C. Joyboard
time limit per test
1 second
memory limit per test
256 megabytes
standard input
standard output

Chaneka, a gamer kid, invented a new gaming controller called joyboard. Interestingly, the joyboard she invented can only be used to play one game.

The joyboard has a screen containing $$$n+1$$$ slots numbered from $$$1$$$ to $$$n+1$$$ from left to right. The $$$n+1$$$ slots are going to be filled with an array of non-negative integers $$$[a_1,a_2,a_3,\ldots,a_{n+1}]$$$. Chaneka, as the player, must assign $$$a_{n+1}$$$ with an integer between $$$0$$$ and $$$m$$$ inclusive. Then, for each $$$i$$$ from $$$n$$$ to $$$1$$$, the value of $$$a_i$$$ will be equal to the remainder of dividing $$$a_{i+1}$$$ (the adjacent value to the right) by $$$i$$$. In other words, $$$a_i = a_{i + 1} \bmod i$$$.

Chaneka wants it such that after every slot is assigned with an integer, there are exactly $$$k$$$ distinct values in the entire screen (among all $$$n+1$$$ slots). How many valid ways are there for assigning a non-negative integer into slot $$$n+1$$$?


Each test contains multiple test cases. The first line contains an integer $$$t$$$ ($$$1 \leq t \leq 2\cdot10^4$$$) — the number of test cases.

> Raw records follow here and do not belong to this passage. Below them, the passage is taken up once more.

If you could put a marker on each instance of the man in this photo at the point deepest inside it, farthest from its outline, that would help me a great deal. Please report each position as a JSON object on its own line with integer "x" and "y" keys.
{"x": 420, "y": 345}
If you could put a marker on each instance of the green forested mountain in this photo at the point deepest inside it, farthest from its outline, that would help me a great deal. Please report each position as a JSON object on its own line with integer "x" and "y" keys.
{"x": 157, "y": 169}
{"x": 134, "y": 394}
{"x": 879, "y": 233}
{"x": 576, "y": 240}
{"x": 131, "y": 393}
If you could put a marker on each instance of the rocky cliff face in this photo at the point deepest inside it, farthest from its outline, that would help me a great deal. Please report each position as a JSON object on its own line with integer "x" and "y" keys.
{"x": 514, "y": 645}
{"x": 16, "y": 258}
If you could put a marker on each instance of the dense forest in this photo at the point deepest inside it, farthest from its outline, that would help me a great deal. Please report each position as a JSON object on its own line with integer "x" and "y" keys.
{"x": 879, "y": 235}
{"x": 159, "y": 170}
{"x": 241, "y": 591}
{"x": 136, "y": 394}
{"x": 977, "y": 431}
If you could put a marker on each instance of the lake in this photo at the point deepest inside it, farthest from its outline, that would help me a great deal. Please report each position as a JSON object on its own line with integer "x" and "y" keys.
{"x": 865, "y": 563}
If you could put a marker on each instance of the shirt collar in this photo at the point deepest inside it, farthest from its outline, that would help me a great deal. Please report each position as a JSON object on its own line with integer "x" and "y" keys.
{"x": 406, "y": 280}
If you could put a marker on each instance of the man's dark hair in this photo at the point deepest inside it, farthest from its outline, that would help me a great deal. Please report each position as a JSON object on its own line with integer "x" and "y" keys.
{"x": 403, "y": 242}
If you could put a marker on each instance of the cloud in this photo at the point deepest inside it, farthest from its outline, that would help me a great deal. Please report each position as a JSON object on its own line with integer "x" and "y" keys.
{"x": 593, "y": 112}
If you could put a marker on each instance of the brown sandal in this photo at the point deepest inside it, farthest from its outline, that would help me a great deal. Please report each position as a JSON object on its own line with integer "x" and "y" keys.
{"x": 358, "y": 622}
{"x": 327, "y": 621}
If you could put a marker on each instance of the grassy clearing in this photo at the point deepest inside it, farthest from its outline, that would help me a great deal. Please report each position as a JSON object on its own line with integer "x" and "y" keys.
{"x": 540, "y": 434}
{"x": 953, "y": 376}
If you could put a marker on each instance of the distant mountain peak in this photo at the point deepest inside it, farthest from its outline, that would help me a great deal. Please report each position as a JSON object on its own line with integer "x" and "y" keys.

The following lines contain the description of each test case.

The only line of each test case contains three integers $$$n$$$, $$$m$$$, and $$$k$$$ ($$$1 \leq n \leq 10^9$$$; $$$0 \leq m \leq 10^9$$$; $$$1 \leq k \leq n+1$$$) — there are $$$n+1$$$ slots, the integer assigned in slot $$$n+1$$$ must not be bigger than $$$m$$$, and there should be exactly $$$k$$$ distinct values.


For each test case, output a line containing an integer representing the number of valid ways for assigning a non-negative integer into slot $$$n+1$$$.

4 6 3
2 0 1
265 265 265
3 10 2

In the first test case, one of the $$$2$$$ possible ways for Chaneka is to choose $$$a_{n+1}=6$$$. If she does that, then:

  • $$$a_4=a_5\bmod 4=6\bmod 4=2$$$
  • $$$a_3=a_4\bmod 3=2\bmod 3=2$$$
  • $$$a_2=a_3\bmod 2=2\bmod 2=0$$$
  • $$$a_1=a_2\bmod 1=0\bmod 1=0$$$
  • $$$a = [0, 0, 2, 2, 6]$$$
  • There are $$$3$$$ distinct values.

In the second test case, the $$$1$$$ possible way for Chaneka is to choose $$$a_{n+1}=0$$$. If she does that, then $$$a = [0, 0, 0]$$$. There is only $$$1$$$ distinct value.

In the third test case, there is no possible way for assigning a non-negative integer into slot $$$n+1$$$.